There’s no secret that Kong: Skull Island had nothing in common with the three previous versions (1933, 1976, 2005) but the ape’s name and the location’s name. Everything else is completely different and somewhat fresh to us, probably not so much to Japanese audience, as they made multiple films with Kong either as a protagonist or as an antagonist. Anyways, it’s a completely new take on one of the historical and beloved Hollywood’s characters.
This time, the story doesn’t revolve around getting something unique and never before seen for the sake of entertainment, rather scientific reasons by getting to know whether or not monsters exist.

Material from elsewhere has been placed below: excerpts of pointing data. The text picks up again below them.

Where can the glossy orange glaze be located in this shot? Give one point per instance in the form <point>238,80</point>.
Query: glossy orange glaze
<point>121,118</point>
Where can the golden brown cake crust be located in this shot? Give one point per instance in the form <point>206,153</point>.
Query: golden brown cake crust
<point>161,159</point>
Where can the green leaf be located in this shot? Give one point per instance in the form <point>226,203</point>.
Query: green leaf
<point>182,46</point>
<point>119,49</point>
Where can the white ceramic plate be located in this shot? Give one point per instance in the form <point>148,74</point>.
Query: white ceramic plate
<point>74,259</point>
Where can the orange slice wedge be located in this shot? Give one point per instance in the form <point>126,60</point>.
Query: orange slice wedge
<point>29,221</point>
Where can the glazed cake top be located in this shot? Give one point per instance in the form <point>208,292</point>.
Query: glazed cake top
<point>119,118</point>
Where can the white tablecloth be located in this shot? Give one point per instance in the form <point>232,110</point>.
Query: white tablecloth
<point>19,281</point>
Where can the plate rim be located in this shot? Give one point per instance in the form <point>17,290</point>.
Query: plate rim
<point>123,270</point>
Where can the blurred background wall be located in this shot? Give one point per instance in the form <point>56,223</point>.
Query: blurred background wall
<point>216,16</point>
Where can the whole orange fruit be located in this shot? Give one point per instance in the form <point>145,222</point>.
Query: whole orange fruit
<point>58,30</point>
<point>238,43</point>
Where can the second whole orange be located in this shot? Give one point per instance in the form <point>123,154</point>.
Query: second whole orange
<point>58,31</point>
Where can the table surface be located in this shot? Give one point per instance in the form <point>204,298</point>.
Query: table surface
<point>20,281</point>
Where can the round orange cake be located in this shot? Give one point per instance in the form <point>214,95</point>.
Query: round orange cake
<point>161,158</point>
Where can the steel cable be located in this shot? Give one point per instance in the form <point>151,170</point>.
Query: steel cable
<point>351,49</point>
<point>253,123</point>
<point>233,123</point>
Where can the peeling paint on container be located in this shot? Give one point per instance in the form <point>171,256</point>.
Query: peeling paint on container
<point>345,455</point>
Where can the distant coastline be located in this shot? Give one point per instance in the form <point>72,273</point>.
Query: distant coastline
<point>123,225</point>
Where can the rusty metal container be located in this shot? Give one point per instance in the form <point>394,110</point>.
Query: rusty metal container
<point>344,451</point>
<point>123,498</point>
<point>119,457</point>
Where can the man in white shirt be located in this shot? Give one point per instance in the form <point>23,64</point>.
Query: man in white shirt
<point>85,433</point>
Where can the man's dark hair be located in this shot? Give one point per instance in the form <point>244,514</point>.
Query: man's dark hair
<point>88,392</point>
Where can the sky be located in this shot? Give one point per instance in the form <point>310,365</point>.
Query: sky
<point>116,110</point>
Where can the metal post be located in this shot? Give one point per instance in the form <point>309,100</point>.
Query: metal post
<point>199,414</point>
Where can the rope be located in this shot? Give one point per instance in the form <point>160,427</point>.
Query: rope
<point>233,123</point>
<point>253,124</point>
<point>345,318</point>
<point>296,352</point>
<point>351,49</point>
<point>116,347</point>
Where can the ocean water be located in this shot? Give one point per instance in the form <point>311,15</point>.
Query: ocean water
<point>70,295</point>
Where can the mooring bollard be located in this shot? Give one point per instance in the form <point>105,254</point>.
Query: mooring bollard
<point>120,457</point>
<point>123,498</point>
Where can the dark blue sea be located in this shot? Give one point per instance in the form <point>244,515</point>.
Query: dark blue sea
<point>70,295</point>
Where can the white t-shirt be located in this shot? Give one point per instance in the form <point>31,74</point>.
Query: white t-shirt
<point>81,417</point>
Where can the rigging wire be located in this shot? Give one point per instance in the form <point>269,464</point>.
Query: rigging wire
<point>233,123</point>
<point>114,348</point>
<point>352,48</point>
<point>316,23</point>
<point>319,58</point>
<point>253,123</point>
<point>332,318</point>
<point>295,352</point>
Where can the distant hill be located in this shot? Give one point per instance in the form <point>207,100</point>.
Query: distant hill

The movie takes place in the ’70s, right after the Vietnam war was ‘abandoned’. A government funded expedition requested and conducted by Monarch takes a bunch of soldiers, scientists and other personalities on Skull Island, which was found thanks to satellites. Of course, things don’t go as smooth as it was planned.
To me, Kong: Skull Island is the best blockbuster of the year so far, and probably one of the best ever made.

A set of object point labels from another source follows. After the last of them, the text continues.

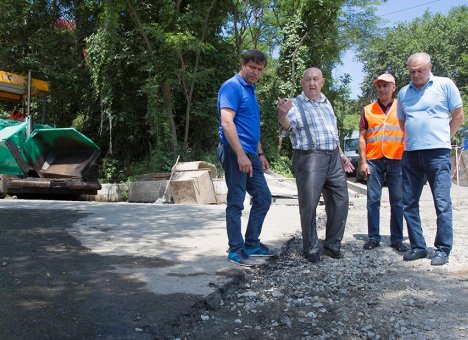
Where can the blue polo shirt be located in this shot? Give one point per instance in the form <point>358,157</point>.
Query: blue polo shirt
<point>238,95</point>
<point>426,113</point>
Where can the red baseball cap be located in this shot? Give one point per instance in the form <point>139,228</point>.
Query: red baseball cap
<point>387,77</point>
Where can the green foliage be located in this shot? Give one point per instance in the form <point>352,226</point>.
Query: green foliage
<point>443,37</point>
<point>140,78</point>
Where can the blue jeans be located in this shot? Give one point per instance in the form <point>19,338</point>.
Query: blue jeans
<point>379,169</point>
<point>435,164</point>
<point>238,183</point>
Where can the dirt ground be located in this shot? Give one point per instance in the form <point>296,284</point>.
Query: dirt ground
<point>367,295</point>
<point>51,287</point>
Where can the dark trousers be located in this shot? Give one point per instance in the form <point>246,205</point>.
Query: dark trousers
<point>321,172</point>
<point>238,184</point>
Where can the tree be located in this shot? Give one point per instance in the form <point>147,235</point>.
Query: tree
<point>443,37</point>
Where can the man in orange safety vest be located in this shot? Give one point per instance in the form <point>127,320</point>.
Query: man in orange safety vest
<point>381,144</point>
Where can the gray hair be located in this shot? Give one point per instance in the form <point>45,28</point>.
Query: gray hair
<point>423,56</point>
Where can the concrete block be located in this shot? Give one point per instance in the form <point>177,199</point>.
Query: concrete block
<point>146,191</point>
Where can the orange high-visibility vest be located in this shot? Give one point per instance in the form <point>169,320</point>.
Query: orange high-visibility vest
<point>384,137</point>
<point>17,115</point>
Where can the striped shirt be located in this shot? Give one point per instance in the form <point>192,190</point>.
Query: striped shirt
<point>321,123</point>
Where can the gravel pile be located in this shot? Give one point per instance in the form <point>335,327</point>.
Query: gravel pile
<point>367,295</point>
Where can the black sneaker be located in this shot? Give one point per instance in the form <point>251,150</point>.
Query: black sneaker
<point>241,258</point>
<point>399,246</point>
<point>336,254</point>
<point>440,258</point>
<point>415,254</point>
<point>261,250</point>
<point>313,257</point>
<point>371,244</point>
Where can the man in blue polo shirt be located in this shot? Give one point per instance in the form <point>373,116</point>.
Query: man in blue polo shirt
<point>430,111</point>
<point>243,160</point>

This film is a blockbuster because is fast paced, action packed, maybe too simply but still carefully written providing a very enjoyable experience for the audience, which is exactly what we asked.

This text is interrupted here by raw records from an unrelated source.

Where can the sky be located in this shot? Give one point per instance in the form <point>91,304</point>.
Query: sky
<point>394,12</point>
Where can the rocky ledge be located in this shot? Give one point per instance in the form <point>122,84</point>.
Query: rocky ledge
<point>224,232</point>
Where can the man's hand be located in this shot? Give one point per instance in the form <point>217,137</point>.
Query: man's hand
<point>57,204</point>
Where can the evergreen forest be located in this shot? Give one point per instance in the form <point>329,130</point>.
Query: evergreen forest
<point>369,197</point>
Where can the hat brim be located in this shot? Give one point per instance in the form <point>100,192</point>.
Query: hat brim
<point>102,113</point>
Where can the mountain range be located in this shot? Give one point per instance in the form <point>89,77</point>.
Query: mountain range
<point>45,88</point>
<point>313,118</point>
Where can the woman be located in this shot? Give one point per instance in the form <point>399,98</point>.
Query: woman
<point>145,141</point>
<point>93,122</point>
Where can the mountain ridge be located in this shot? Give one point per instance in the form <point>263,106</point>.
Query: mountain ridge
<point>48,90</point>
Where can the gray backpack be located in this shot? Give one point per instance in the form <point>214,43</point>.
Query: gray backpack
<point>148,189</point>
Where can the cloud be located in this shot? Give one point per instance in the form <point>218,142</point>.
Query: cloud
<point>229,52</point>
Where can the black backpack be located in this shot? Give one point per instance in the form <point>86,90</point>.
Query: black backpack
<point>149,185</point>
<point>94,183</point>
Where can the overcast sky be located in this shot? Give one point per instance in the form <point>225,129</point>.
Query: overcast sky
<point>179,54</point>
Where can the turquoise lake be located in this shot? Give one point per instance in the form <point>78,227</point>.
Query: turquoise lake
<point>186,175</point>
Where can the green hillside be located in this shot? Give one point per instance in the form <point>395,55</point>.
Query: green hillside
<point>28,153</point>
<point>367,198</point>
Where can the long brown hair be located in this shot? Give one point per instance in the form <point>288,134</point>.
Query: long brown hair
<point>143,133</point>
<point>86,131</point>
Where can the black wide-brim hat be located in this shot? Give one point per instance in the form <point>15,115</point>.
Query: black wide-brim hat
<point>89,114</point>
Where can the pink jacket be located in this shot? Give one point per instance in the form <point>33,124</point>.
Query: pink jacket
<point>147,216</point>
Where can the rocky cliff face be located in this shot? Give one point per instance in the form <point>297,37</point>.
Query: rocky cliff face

Yet, this flick offers a look at the great eyes of director Jordan Vogt-Roberts and cinematographer Larry Fong, who seems to reach higher heights away from Zack Snyder.
The movie’s look in fact is awesomely artistic compared to the genre standard. Every frame literally tells a story and gives life to all characters, otherwise not enough detailed. The color palette choice is also precise and distributes the right emotions to us spectators. The director has the very significant feeling to know when to run and when to temporize, knowing when to have the character’s emotion evolve the story. Vogt-Roberts is aware to have a top notch cast of both very established actor and young yet promising talent, so he gives them the chance to showcase a little but enough to highlight themselves. Also the opening, while being very standard for this kind of movies, offered an interesting starting point, as well as the opening credits.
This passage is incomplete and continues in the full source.